Information about Contributors

Yiorgos Anagnostou is an Assistant Professor in the Modern Greek Program, Department of Greek and Latin, Ohio State University. He is interested in cultural translation and the interdisciplinary study of ethnicity and immigration in the United States from a cultural studies perspective. His many publications include "Private Heirlooms, Public Memories: Tradition and Greek America as Translation" (Gramma: A Journal of Theory and Criticism, 2004) and "Model Americans, Quintessential Greeks: Ethnic Success and Assimilation in Diaspora" (Diaspora: A Journal of Transnational Studies, 2003).
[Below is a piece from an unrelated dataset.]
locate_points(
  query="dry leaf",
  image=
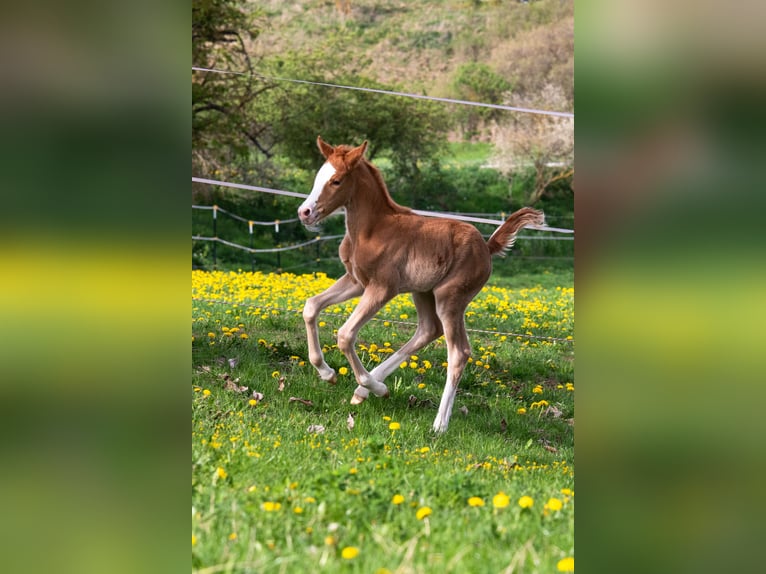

His current book project develops a politics of metaethnography that interrogates dominant academic representations of "white ethnicity."

Danille Christensen Lindquist is a doctoral candidate in the Department of Folklore and Ethnomusicology, Indiana University, Bloomington. Her dissertation, which she is completing with the aid of a dissertation-year fellowship, traces the contours of contemporary scrapbooking, a vernacular artistic form, social practice, and entrepreneurial venture dominated by women. The work explores how scrapbook practitioners manage and refigure a range of social valuations, especially those concerning kinwork and other forms of gendered labor. Interested broadly in the ways cultural forms are allied with and informed by ideology, she has also studied intersections between Latter-day Saint theology and language use and written about slack key guitar (kī hō'alu) and identity discourse in Hawai'i.

Duncan Vinson received a PhD in ethnomusicology from Brown University in 2004. He now holds adjunct positions at Suffolk University in Boston and at Curry College in Milton, Massachusetts. During the fall semester of 2005, he was acting director of the Suffolk University Vocal Ensemble. Vinson is an Americanist with an interest in group singing traditions and the role of religion in the musical life of the United States. His dissertation was based on two years of fieldwork with amateur choral singers in New England, and he has also participated in Sacred Harp singing events for a number of years.